Por: Juan E. Díaz
El
Papa Juan Pablo II siempre dedicó una especial atención a los jóvenes. Y
con toda razón. En tantos países del mundo, ellos representan la mitad
de la población y a menudo la mitad numérica del mismo pueblo de Dios
que vive en esos países. Es decir, los jóvenes constituyen
una fuerza excepcional a la cual no debemos temerle, sino acogerle y
ayudarle en el trabajo pastoral.
En efecto en ellos la Iglesia
percibe su caminar hacia el futuro que le espera y encuentra la imagen y
llamada de aquella alegre juventud, con la que el Espíritu de Cristo
incesantemente la enriquece. En ese sentido el Concilio ha definido a
los jóvenes como: “la esperanza de la Iglesia”.
“La Iglesia mira a
los jóvenes, es más, la Iglesia de manera especial se mira a sí misma
en los jóvenes, en todos ustedes y, a la vez, en cada una y en cada uno
de ustedes”, así se desprende de la carta dirigida a los jóvenes del
mundo el 31 de marzo de 1985. Ha sido así desde el principio, desde los
tiempos apostólicos. Las palabras de San Juan en su primera carta pueden
sen un singular testimonio: “Os escribo jóvenes, porque han vencido al
maligno, porque han conocido al padre, porque son fuertes y la palabra
de Dios habita en ustedes.” (1 Jn. 2,13)
En nuestra generación,
al comenzar el segundo milenio, también la Iglesia se mira a sí misma en
la juventud. Y es que no deben considerarse simplemente como objeto de
la solicitud pastoral de la Iglesia; son de hecho sujetos activos,
protagonistas de la evangelización y de la renovación social. Su
sensibilidad percibe profundamente los valores de la justicia y la paz.
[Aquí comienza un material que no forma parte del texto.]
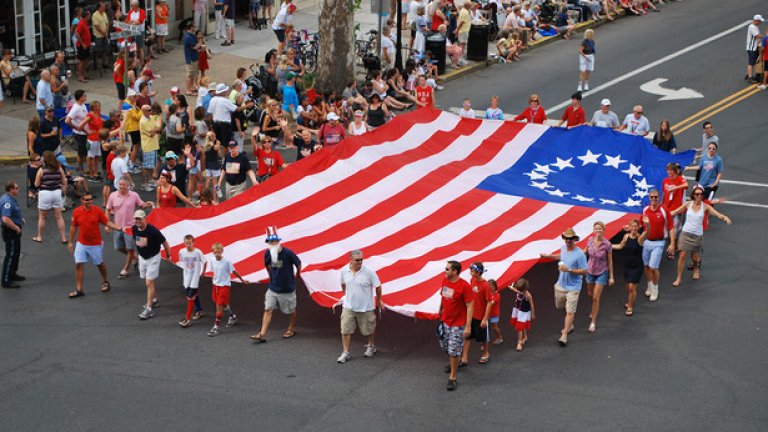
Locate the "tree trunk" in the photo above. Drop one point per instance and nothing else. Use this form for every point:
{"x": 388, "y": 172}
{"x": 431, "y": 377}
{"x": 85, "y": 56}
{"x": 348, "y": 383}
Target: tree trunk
{"x": 336, "y": 64}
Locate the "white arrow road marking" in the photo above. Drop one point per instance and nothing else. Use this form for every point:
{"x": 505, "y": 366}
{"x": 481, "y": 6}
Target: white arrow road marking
{"x": 654, "y": 87}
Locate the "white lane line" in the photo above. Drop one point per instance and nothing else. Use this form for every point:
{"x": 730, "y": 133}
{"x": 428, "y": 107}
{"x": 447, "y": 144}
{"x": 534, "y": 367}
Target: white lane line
{"x": 642, "y": 69}
{"x": 743, "y": 204}
{"x": 736, "y": 182}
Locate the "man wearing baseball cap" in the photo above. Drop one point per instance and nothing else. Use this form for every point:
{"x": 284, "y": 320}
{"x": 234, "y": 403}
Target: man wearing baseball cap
{"x": 753, "y": 41}
{"x": 604, "y": 117}
{"x": 572, "y": 267}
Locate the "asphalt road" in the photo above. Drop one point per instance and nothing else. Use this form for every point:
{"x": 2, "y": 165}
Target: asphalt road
{"x": 694, "y": 360}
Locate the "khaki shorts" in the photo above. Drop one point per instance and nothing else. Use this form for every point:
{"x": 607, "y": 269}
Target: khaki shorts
{"x": 566, "y": 299}
{"x": 285, "y": 301}
{"x": 192, "y": 70}
{"x": 365, "y": 320}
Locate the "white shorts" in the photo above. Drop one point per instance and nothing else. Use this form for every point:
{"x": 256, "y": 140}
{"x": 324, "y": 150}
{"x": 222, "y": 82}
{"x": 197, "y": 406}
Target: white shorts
{"x": 94, "y": 149}
{"x": 47, "y": 200}
{"x": 149, "y": 269}
{"x": 588, "y": 63}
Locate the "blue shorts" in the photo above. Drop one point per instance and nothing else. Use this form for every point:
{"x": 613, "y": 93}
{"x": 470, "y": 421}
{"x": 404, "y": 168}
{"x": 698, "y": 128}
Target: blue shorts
{"x": 652, "y": 252}
{"x": 84, "y": 253}
{"x": 601, "y": 279}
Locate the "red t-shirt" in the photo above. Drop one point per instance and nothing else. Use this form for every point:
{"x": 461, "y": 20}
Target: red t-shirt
{"x": 496, "y": 308}
{"x": 482, "y": 296}
{"x": 83, "y": 34}
{"x": 117, "y": 75}
{"x": 269, "y": 163}
{"x": 574, "y": 116}
{"x": 660, "y": 222}
{"x": 89, "y": 221}
{"x": 455, "y": 296}
{"x": 424, "y": 95}
{"x": 673, "y": 199}
{"x": 94, "y": 126}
Su corazón está abierto a la fraternidad, a la amistad y a la
solidaridad. Pero también están llenos de inquietudes, de desilusiones,
de angustias y miedo al mundo, además de las tentaciones propias de la
juventud.
Por eso la Iglesia no se cansa de anunciar a
Jesucristo, de proclamar su Evangelio como la única respuesta a las más
radicales aspiraciones de los jóvenes, como la propuesta fuerte y
enaltecedora de un seguimiento personal que supone compartir el amor
filial de Jesús por el Padre y la participación en su misión de
salvación de la humanidad.
La Iglesia tiene tanto que decirle a
los jóvenes y a su vez ellos tienen tanto que aportar. Este diálogo
recíproco, que se ha de llevar a cabo con gran cordialidad, claridad y
valentía, favorecerá en encuentro y el intercambio entre generaciones y
será fuente de riqueza y juventud para la Iglesia y para la sociedad
civil. Dice el concilio en su mensaje a los jóvenes: “La Iglesia los
mira con confianza y con amor, ella es la verdadera juventud del mundo.
Miradla y encontrarán en ella el rostro de Cristo.”